The British government made no attempt to deny the sale of tear gas to the Omani regime.

A spokesperson said: “We consider all our export applications thoroughly against a strict risk assessment framework and keep all licences under careful and continual review as standard.

“This, of course, applies to our exports to Oman. The UK takes its export control responsibilities seriously and operates one of the most robust and transparent export control regimes in the world.

“We rigorously examine each export licence application on a case-by-case basis against the Consolidated EU and National Arms Export Licensing Criteria.”

The British state has a history of dealing deadly tear gas, starting from the 1960s, when they issued export licenses which permitted the sale of tear gas to over 60 countries.

The UK’s profit from these export sales between 1962 and 1964 was roughly £6m, and came from trade with Hong Kong, Indonesia, Kenya, Malaysia, Nigeria, Portugal, Rhodesia and Singapore.

In 2011, British-made tear gas cannisters were found during the pro-democracy protests in Egypt, having been used against protesters by the Egyptian security forces. At around the same time the UK government also licensed the sale of crowd control equipment to Bahrain and Libya, countries who were also experiencing peaceful protests.

In 2014, police in Hong Kong used UK-made tear gas against pro-democracy protesters, following which the UK government stated it would monitor future sales more closely.

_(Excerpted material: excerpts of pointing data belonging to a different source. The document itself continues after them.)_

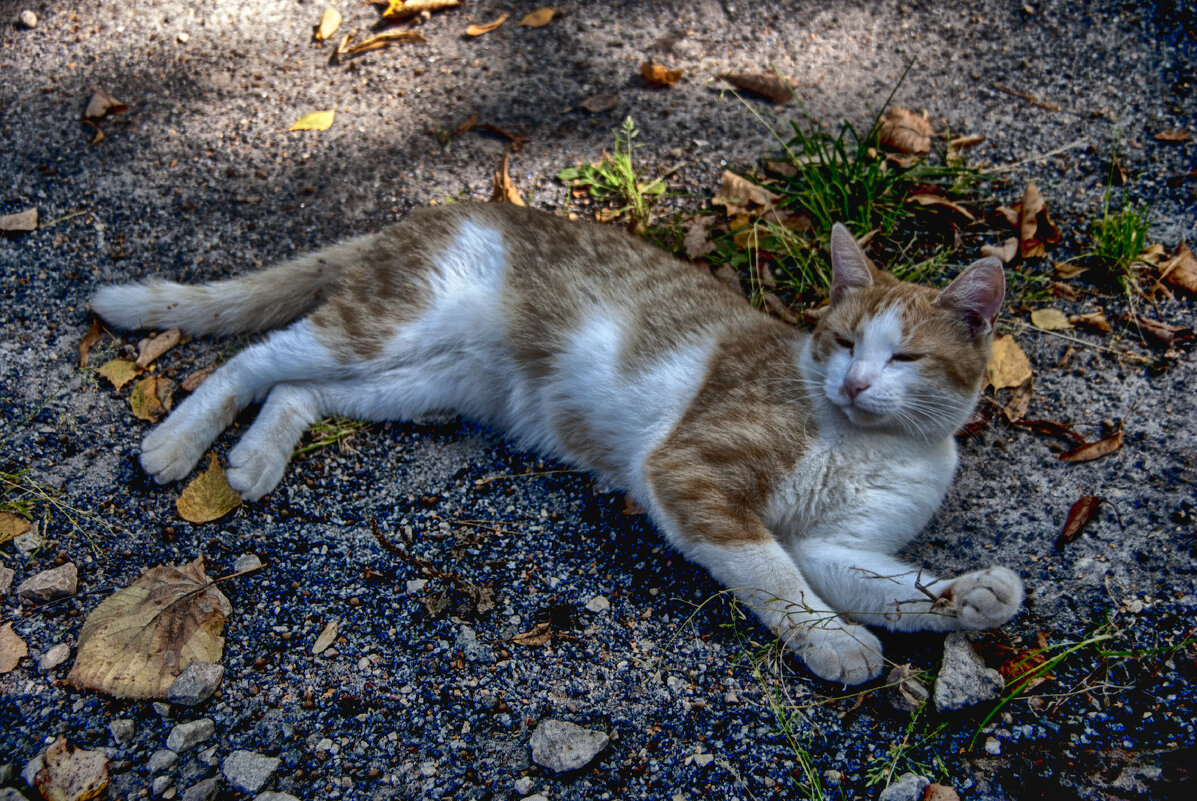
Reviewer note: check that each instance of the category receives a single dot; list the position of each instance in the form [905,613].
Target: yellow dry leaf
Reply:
[314,121]
[12,649]
[137,642]
[538,18]
[119,371]
[1050,320]
[328,24]
[478,30]
[11,526]
[208,497]
[1008,365]
[71,774]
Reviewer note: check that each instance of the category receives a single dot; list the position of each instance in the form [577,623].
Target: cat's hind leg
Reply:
[882,590]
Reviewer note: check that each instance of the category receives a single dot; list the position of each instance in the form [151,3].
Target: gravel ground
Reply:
[420,697]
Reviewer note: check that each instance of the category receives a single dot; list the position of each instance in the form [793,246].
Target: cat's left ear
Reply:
[976,296]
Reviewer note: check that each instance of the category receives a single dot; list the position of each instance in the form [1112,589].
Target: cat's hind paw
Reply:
[844,654]
[986,598]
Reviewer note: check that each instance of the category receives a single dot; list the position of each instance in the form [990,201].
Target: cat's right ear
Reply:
[849,265]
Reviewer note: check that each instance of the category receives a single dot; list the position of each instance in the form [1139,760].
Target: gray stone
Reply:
[122,729]
[162,760]
[907,787]
[195,684]
[563,746]
[248,771]
[50,584]
[204,790]
[184,735]
[55,656]
[964,679]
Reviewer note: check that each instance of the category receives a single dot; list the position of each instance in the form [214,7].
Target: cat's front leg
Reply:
[765,578]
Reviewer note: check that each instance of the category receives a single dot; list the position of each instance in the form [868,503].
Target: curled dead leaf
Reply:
[137,642]
[208,497]
[1008,364]
[478,30]
[905,132]
[660,76]
[767,84]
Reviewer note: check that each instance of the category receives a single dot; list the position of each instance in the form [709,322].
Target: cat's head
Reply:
[898,356]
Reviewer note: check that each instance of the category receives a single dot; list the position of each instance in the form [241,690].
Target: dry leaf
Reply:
[137,642]
[767,84]
[538,18]
[208,497]
[504,190]
[19,223]
[600,103]
[1081,513]
[1173,137]
[1004,252]
[314,121]
[119,371]
[478,30]
[1182,269]
[1050,320]
[660,76]
[1036,229]
[1091,450]
[1008,365]
[151,349]
[12,649]
[328,24]
[327,637]
[151,398]
[905,132]
[71,774]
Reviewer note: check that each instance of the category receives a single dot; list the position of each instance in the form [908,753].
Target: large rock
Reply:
[50,584]
[964,679]
[563,746]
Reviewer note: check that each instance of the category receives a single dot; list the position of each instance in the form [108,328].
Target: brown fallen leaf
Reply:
[89,341]
[328,24]
[208,497]
[19,223]
[1081,513]
[767,84]
[538,18]
[660,76]
[1008,365]
[151,398]
[600,103]
[71,774]
[11,527]
[12,649]
[151,349]
[1180,269]
[1091,450]
[137,642]
[505,192]
[1050,320]
[1173,137]
[905,132]
[478,30]
[119,371]
[1036,229]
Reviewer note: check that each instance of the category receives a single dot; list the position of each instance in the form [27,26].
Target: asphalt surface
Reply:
[200,178]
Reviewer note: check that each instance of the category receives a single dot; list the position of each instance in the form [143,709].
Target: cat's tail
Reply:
[239,305]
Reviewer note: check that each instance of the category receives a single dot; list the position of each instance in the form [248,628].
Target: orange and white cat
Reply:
[789,465]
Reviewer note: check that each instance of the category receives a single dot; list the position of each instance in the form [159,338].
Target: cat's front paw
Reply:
[986,598]
[844,654]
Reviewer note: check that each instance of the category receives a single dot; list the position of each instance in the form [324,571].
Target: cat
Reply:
[788,465]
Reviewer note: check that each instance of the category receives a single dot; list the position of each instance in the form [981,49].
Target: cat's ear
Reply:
[849,265]
[976,296]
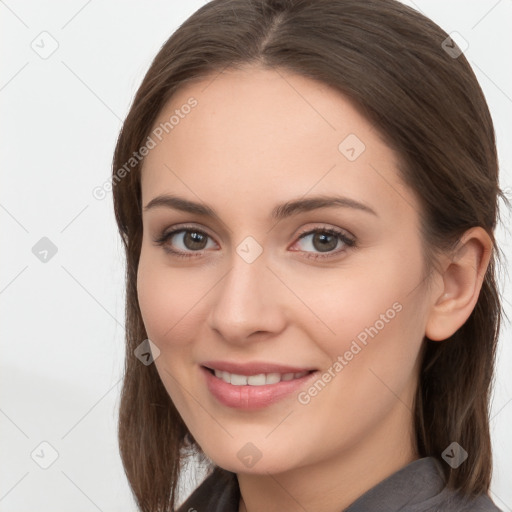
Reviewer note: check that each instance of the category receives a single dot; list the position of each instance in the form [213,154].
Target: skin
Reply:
[257,138]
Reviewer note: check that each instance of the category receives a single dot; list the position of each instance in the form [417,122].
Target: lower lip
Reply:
[252,397]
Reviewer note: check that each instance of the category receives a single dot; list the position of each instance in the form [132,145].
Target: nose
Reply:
[248,302]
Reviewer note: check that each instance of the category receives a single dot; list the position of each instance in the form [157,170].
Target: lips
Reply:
[254,368]
[242,394]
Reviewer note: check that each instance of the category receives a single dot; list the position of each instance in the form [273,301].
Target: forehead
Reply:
[257,134]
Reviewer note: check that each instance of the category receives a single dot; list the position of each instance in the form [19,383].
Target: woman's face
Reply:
[247,287]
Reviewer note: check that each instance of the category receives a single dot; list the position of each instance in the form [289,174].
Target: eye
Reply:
[193,241]
[190,239]
[325,240]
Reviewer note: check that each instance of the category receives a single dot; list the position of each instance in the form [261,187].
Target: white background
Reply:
[61,335]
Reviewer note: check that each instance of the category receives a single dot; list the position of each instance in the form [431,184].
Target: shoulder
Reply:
[456,502]
[218,492]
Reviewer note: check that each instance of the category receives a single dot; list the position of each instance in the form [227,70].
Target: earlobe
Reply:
[462,280]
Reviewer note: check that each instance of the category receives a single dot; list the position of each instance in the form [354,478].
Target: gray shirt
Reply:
[417,487]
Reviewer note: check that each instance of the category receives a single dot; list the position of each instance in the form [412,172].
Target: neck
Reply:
[332,484]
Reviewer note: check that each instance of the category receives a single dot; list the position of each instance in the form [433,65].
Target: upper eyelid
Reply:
[303,232]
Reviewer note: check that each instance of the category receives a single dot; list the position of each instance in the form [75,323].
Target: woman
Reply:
[307,193]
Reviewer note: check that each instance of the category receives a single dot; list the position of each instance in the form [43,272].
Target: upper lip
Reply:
[254,368]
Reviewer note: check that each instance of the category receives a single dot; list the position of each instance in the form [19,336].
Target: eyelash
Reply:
[164,237]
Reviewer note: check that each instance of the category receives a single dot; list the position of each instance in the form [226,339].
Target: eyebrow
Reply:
[279,212]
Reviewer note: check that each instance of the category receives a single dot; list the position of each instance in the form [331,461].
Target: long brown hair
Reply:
[395,66]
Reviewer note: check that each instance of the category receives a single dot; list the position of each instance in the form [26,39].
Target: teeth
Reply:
[257,380]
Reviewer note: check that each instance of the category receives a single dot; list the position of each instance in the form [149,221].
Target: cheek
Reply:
[169,299]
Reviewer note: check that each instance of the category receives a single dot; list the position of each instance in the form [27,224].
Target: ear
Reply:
[462,280]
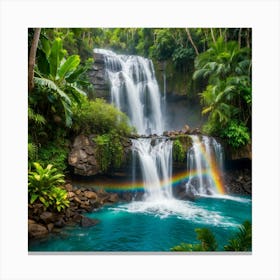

However, after only a year, the same equipment was again being exported to Hong Kong.

Minsters permitted two open licenses, approved in 2015 and 2016, which allow an unlimited amount of equipment to be sold for five years, meaning that the export of crowd control weapons can continue into this year.

Yet more UK-produced tear gas was found in Greece in 2020, used on refugees who were campaigning to leave Lesbos after a fire destroyed their camp.

Last year during the Black Lives Matter protests, Labour urged the government to ban all crowd control exports to the US, amid concerns that police were using them against protesters.